Type 1 diabetes is a non-preventable lifelong autoimmune disease, which is most commonly diagnosed in children. It is a difficult condition to manage, and if left untreated or improperly managed, can lead to many health complications or death.

Ongoing, regular monitoring of type 1 diabetes is essential to improve  Australia's ability to respond to this important health problem.

  • In 2013, 6,091 children aged 0-14 had type 1 diabetes in Australia-representing 139 cases per 100,000 population, or about 1 in every 720 children in that age group.
  • Rates of type 1 diabetes were similar for both boys and girls.
  • Rates for children aged 10-14 were twice as high (278 cases per 100,000 population) as for children aged 5-9 (123 per 100,000), and more than 10 times as high as for children aged 0-4 (27 per 100,000).

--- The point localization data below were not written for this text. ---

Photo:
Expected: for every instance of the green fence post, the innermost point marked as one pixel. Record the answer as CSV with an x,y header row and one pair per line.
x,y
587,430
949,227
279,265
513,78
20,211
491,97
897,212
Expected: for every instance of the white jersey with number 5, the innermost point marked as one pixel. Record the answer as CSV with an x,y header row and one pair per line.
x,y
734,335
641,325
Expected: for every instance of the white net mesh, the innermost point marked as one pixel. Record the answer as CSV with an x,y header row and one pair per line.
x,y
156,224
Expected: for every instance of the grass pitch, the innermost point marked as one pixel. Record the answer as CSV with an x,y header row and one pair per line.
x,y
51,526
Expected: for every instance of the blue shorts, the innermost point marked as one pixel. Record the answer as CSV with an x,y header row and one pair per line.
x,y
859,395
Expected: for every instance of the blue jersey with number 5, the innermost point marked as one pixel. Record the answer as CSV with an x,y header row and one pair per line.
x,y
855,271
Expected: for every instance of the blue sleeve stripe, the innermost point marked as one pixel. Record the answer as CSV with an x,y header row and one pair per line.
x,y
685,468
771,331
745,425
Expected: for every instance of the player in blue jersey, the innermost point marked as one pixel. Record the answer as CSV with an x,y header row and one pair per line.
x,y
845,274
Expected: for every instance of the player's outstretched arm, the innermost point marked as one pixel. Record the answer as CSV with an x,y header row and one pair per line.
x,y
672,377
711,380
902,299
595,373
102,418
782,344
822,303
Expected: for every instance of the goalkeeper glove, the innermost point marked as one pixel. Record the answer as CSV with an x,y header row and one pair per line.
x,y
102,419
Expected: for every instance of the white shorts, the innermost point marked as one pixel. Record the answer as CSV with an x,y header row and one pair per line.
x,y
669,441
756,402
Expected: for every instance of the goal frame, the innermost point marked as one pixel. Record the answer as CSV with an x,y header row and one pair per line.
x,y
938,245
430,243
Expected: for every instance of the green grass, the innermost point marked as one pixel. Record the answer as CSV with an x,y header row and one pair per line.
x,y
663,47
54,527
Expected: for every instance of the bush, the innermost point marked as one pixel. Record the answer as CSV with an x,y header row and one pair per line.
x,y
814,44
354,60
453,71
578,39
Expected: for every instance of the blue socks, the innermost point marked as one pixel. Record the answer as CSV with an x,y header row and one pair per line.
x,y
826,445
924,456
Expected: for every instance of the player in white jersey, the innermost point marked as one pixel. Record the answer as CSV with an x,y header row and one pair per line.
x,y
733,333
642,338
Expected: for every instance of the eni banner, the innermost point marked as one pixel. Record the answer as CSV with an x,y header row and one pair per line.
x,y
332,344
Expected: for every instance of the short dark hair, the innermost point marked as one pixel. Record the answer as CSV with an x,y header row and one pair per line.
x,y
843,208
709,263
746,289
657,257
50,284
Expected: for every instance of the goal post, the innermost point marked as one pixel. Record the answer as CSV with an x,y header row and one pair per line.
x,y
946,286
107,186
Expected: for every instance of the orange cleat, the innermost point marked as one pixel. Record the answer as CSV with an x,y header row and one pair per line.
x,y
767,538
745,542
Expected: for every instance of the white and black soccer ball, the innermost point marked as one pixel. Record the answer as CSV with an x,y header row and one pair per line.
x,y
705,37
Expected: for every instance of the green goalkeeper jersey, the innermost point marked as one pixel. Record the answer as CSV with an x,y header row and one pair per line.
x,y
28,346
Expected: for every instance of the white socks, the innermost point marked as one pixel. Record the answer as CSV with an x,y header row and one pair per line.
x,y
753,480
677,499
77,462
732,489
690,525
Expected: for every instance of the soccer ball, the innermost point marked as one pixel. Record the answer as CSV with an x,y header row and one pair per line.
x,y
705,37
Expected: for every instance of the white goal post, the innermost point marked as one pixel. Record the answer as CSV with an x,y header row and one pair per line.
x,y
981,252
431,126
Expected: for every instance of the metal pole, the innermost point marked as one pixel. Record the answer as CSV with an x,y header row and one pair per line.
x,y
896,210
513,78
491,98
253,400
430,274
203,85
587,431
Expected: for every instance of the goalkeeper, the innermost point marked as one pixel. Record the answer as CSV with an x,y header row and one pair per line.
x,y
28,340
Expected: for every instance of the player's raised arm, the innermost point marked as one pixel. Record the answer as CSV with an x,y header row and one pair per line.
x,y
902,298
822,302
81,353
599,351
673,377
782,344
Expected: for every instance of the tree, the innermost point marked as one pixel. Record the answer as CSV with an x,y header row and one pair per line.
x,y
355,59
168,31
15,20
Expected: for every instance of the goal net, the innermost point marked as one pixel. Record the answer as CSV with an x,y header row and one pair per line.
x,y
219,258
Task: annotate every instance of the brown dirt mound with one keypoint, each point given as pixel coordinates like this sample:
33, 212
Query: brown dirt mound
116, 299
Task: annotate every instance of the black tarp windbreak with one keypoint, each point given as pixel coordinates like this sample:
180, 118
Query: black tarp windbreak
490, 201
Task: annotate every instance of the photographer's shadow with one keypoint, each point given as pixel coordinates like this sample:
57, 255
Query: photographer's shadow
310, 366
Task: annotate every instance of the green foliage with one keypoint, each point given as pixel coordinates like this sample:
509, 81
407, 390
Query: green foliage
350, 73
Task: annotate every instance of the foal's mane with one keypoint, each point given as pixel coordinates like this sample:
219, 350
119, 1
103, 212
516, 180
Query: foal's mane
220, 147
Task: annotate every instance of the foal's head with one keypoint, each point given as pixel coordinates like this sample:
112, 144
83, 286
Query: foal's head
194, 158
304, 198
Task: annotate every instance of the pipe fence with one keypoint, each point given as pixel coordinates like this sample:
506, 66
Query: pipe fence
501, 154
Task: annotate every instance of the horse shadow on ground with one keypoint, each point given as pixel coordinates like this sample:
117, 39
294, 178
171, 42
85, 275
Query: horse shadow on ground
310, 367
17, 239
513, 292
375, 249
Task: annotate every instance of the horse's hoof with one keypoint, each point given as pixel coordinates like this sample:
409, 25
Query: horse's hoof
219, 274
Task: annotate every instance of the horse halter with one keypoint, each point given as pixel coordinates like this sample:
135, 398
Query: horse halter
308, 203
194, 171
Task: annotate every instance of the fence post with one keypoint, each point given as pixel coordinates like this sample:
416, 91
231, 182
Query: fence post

  • The Northern Territory had the lowest prevalence of type 1 diabetes in children (50 cases per 100,000 population), while Tasmania had the highest (166 per 100,000).
  • Children living in Remote and very remote areas had the lowest prevalence of type 1 diabetes (82 cases per 100,000 population) compared with all other areas in Australia (where rates varied between 133 and 169 cases per 100,000 population).
  • The prevalence of type 1 diabetes among children was relatively similar across socioeconomic groups.
  • There were 167 Aboriginal and Torres Strait Islander children with type 1 diabetes-equating to 69 cases per 100,000 Indigenous children, or 1 in almost 1,500.
  • Just over 2 in 5 children (43%) with type 1 diabetes used a pump to administer insulin.